Dexmedetomidine was approved by the Food and Drug Administration in December 1999 for use in humans as a short-term medication (<24 h) for analgesia and sedation in the intensive care unit (ICU). The adverse effects of dexmedetomidine include hypotension, hypertension, nausea, bradycardia and atrial fibrillation. Most of the adverse events associated with dexmedetomidine use occur during or briefly after loading dose of the drug [Citation5].
Jaakola et al. demonstrated the analgesic efficacy of dexmedetomidine in human tourniquet pain. In their study, a single IV dose of fentanyl and dexmedetomidine (0.25, 0.5, and 1 μg/kg) was administered in healthy volunteers. They found that dexmedetomidine clearly demonstrated an analgesic effect in the tourniquet test [Citation6].

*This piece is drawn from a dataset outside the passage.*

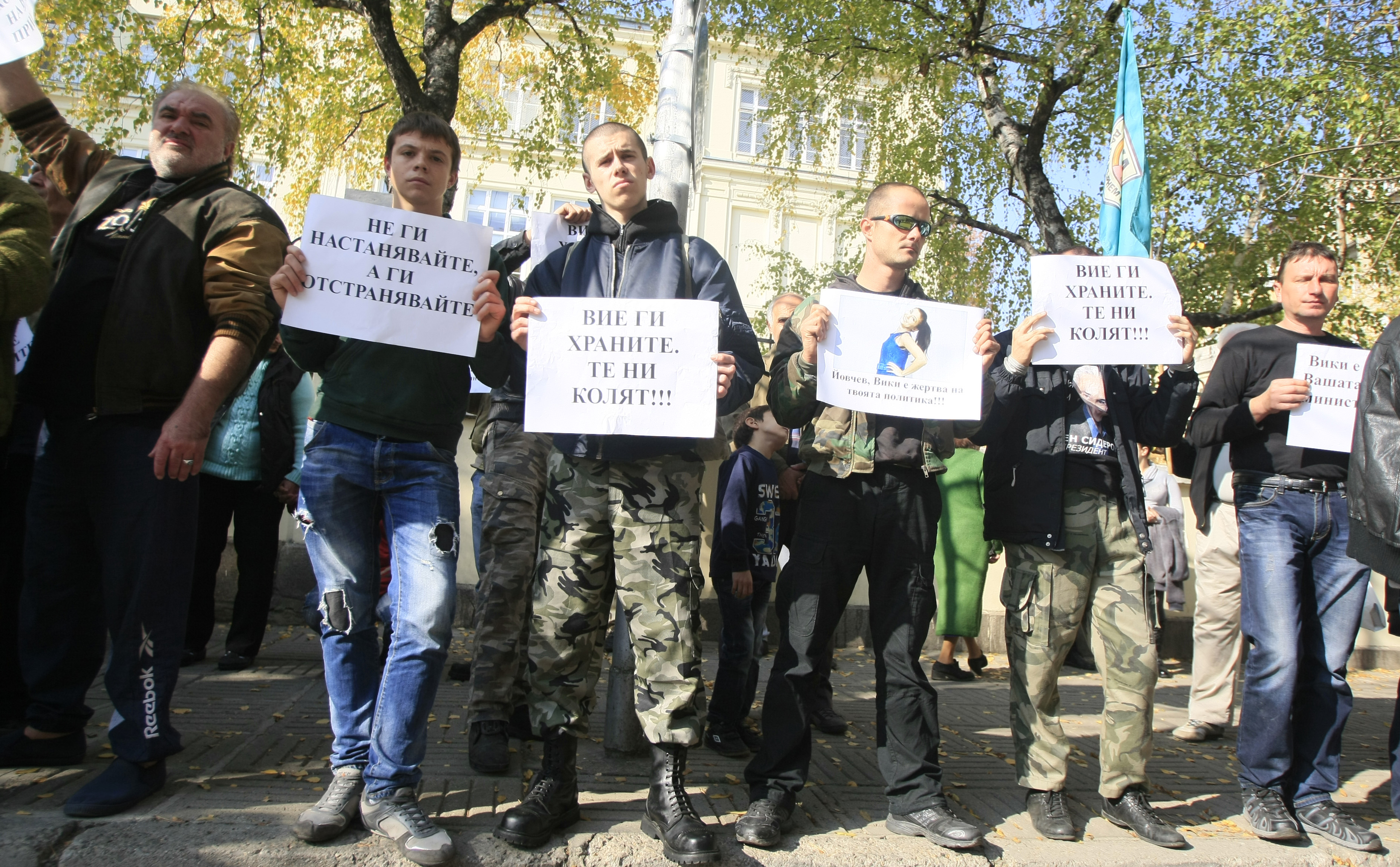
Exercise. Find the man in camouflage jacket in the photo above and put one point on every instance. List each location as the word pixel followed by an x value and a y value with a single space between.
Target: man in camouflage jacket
pixel 868 503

Dilek Memis et al. were the first to demonstrate clinically that the addition of 0.5 μg/kg dexmedetomidine to lidocaine for IVRA improves quality of anesthesia and improves intra-operative-postoperative analgesia without causing side effects [Citation4].
M.A. Abosedira in a study concluded that dexmedetomidine–lidocaine mixture provided better quality of anesthesia, tourniquet tolerance and operative and postoperative analgesia. The author also reported an increase in post-cuff deflation sedation in dexmedetomidine–lidocaine patients as compared to clonidine–lidocaine mixture [Citation1].
We decided to add dexmedetomidine 0.5 μg per kg to 0.5% lidocaine in Bier’s block to improve quality of intra-operative anesthesia and to reduce postoperative analgesic requirement.
The proximal tourniquet was inflated to 250 mmHg and dexmedetomidine–lidocaine mixture was slowly injected through the intravenous cannula on the operative limb. A wheal and flare type of rash was encountered along the course of the vein on the operative limb approximately 90 s after the injection of Bier’s block.
We immediately administered intravenous hydrocortisone through the same cannula. We also administered prophylactic hydrocortisone through the cannula on contralateral hand. The mechanism of action of hydrocortisone is suppression of the inflammatory response by limiting the recruitment of inflammatory cells at the local sites [Citation7]. We were unsure about the exact effect produced by such an injection of hydrocortisone in Bier’s block. It was nevertheless administered as it was the only possible step to reduce the inflammatory response at the site. Systemic hydrocortisone was administered to counteract the inflammatory mediators, if any, released after deflation of tourniquet.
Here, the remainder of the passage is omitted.